Intruvent Technologies
Contact us
Threat Intelligence / Threat Hunting Guides / Volt Typhoon
Critical Nation-State APT Deep Dive

Volt Typhoon

Threat Hunting Guide

Chinese State-Sponsored APT Targeting U.S. Critical Infrastructure

🇨🇳
PRC State-Sponsored
Attribution
📅
Mid-2021
Active Since
⏱️
Up to 5 Years
Dwell Time
🔍
4-6 Hours
Hunt Duration

Download the Complete Hunting Guide

Includes all 8 hunt modules, 35+ detection rules, IOCs, and detailed procedures

Download PDF
1

Executive Summary

Critical Infrastructure Threat

  • Volt Typhoon is a PRC state-sponsored threat actor targeting U.S. critical infrastructure
  • Maintained persistent access in victim environments for up to 5 years
  • Pre-positioning for potential destructive/disruptive attacks during conflict
  • CISA, NSA, and FBI have issued multiple joint advisories (AA23-144A, AA24-038A)
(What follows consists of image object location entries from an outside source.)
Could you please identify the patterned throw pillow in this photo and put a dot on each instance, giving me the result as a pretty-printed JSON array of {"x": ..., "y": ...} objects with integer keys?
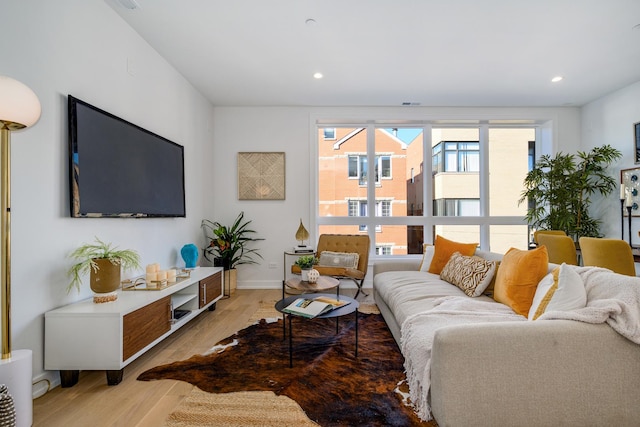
[
  {"x": 472, "y": 274},
  {"x": 339, "y": 259}
]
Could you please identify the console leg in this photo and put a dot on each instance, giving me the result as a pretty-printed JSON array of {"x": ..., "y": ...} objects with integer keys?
[
  {"x": 69, "y": 378},
  {"x": 114, "y": 377}
]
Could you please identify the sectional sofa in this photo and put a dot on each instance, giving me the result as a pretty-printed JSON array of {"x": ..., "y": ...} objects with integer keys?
[{"x": 486, "y": 365}]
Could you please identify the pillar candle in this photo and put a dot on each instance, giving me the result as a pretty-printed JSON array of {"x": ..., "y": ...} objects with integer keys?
[{"x": 151, "y": 277}]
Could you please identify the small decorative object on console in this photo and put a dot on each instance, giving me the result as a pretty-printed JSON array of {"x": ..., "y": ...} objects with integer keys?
[{"x": 189, "y": 254}]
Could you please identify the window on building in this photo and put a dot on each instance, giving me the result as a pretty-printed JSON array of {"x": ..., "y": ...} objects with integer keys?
[
  {"x": 384, "y": 250},
  {"x": 461, "y": 156},
  {"x": 360, "y": 208},
  {"x": 358, "y": 168},
  {"x": 329, "y": 134},
  {"x": 456, "y": 207}
]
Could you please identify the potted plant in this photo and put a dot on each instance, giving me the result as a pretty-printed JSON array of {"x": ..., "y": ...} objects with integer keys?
[
  {"x": 559, "y": 189},
  {"x": 229, "y": 246},
  {"x": 306, "y": 263},
  {"x": 104, "y": 263}
]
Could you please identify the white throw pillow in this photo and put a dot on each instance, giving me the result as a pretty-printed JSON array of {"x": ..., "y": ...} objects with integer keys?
[
  {"x": 560, "y": 290},
  {"x": 429, "y": 250}
]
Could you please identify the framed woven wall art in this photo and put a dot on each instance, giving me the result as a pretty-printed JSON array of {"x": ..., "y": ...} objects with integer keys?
[{"x": 261, "y": 176}]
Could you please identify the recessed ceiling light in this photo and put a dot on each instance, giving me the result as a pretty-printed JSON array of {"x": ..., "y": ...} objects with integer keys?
[{"x": 130, "y": 4}]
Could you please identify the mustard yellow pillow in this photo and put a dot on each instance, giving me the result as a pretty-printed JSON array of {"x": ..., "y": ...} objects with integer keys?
[
  {"x": 444, "y": 249},
  {"x": 518, "y": 277}
]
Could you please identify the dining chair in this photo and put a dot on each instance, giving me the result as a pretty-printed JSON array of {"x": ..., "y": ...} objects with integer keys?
[
  {"x": 561, "y": 248},
  {"x": 614, "y": 254}
]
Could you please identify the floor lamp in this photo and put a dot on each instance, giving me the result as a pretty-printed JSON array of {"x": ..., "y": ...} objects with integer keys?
[{"x": 19, "y": 108}]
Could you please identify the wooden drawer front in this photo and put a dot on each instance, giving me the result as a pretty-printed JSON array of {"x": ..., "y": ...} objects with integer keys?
[
  {"x": 145, "y": 325},
  {"x": 210, "y": 288}
]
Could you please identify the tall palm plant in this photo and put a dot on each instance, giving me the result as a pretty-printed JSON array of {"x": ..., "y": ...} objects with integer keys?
[
  {"x": 559, "y": 190},
  {"x": 228, "y": 244}
]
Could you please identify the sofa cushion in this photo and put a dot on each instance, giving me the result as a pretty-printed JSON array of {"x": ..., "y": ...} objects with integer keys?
[
  {"x": 472, "y": 274},
  {"x": 560, "y": 290},
  {"x": 339, "y": 259},
  {"x": 444, "y": 248},
  {"x": 518, "y": 277},
  {"x": 427, "y": 257}
]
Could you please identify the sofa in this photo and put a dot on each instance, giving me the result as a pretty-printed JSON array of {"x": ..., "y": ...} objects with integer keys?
[{"x": 557, "y": 370}]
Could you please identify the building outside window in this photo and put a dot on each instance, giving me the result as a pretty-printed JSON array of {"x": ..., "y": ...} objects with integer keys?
[
  {"x": 358, "y": 168},
  {"x": 462, "y": 182}
]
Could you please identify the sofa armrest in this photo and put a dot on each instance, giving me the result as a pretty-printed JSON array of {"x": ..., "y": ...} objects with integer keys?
[
  {"x": 380, "y": 266},
  {"x": 554, "y": 372}
]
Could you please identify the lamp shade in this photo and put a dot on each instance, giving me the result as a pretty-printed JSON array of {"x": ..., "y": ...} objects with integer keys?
[{"x": 19, "y": 105}]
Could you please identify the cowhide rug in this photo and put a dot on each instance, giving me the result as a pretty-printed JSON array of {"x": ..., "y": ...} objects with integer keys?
[{"x": 331, "y": 385}]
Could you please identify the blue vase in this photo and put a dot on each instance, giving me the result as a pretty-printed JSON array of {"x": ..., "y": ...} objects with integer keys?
[{"x": 189, "y": 254}]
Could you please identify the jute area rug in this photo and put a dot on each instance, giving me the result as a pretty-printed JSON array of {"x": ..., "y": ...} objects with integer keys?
[{"x": 245, "y": 380}]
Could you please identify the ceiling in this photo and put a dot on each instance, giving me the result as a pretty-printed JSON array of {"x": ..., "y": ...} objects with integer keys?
[{"x": 477, "y": 53}]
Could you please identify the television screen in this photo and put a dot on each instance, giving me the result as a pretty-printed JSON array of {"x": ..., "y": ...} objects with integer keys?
[{"x": 118, "y": 169}]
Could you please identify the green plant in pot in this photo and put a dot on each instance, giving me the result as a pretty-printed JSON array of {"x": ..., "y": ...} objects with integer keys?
[
  {"x": 229, "y": 246},
  {"x": 559, "y": 190},
  {"x": 306, "y": 263},
  {"x": 103, "y": 262}
]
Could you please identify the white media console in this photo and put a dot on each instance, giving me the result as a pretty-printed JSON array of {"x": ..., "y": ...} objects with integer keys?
[{"x": 109, "y": 336}]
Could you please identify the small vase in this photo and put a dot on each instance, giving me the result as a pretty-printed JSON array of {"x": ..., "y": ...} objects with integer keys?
[
  {"x": 313, "y": 275},
  {"x": 189, "y": 255}
]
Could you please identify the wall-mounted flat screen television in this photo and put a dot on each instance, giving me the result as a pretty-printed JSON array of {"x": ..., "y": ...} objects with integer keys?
[{"x": 118, "y": 169}]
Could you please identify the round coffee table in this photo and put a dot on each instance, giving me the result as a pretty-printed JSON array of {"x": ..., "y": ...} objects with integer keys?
[
  {"x": 323, "y": 284},
  {"x": 352, "y": 307}
]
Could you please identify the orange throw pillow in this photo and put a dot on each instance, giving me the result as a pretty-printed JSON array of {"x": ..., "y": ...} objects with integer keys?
[
  {"x": 518, "y": 277},
  {"x": 444, "y": 249}
]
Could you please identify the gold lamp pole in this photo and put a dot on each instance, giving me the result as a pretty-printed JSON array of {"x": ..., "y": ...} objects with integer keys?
[{"x": 19, "y": 108}]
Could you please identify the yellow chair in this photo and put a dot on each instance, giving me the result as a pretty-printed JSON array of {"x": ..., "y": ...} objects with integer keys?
[
  {"x": 350, "y": 243},
  {"x": 561, "y": 248},
  {"x": 614, "y": 254},
  {"x": 553, "y": 232}
]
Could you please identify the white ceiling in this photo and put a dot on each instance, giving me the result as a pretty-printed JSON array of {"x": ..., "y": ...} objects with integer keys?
[{"x": 386, "y": 52}]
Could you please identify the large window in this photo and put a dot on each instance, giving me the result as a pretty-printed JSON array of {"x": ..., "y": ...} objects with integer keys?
[{"x": 460, "y": 181}]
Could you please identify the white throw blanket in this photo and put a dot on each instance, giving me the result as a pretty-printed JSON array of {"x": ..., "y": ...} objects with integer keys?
[
  {"x": 417, "y": 339},
  {"x": 611, "y": 298}
]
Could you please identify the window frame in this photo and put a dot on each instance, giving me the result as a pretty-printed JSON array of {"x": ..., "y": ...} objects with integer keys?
[{"x": 544, "y": 132}]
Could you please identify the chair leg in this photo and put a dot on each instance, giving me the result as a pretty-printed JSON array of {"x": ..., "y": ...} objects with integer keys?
[{"x": 359, "y": 285}]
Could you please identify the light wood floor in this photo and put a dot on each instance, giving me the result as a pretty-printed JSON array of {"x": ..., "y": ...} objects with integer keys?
[{"x": 92, "y": 402}]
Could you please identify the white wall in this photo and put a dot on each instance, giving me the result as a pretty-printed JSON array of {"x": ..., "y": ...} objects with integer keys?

Volt Typhoon (also known as VOLTZITE, Bronze Silhouette, Vanguard Panda, and Insidious Taurus) is a People's Republic of China (PRC) state-sponsored advanced persistent threat (APT) group that has been active since at least mid-2021. Unlike traditional cyber espionage operations focused on data theft, Volt Typhoon's primary objective is pre-positioning within U.S. critical infrastructure to enable potential disruption or destruction of services during a major geopolitical conflict.

The group has successfully compromised organizations across communications, energy, water, transportation, and government sectors. CISA has confirmed exfiltration of SCADA diagrams and relay documentation from energy and water utilities, demonstrating their focus on operational technology (OT) environments.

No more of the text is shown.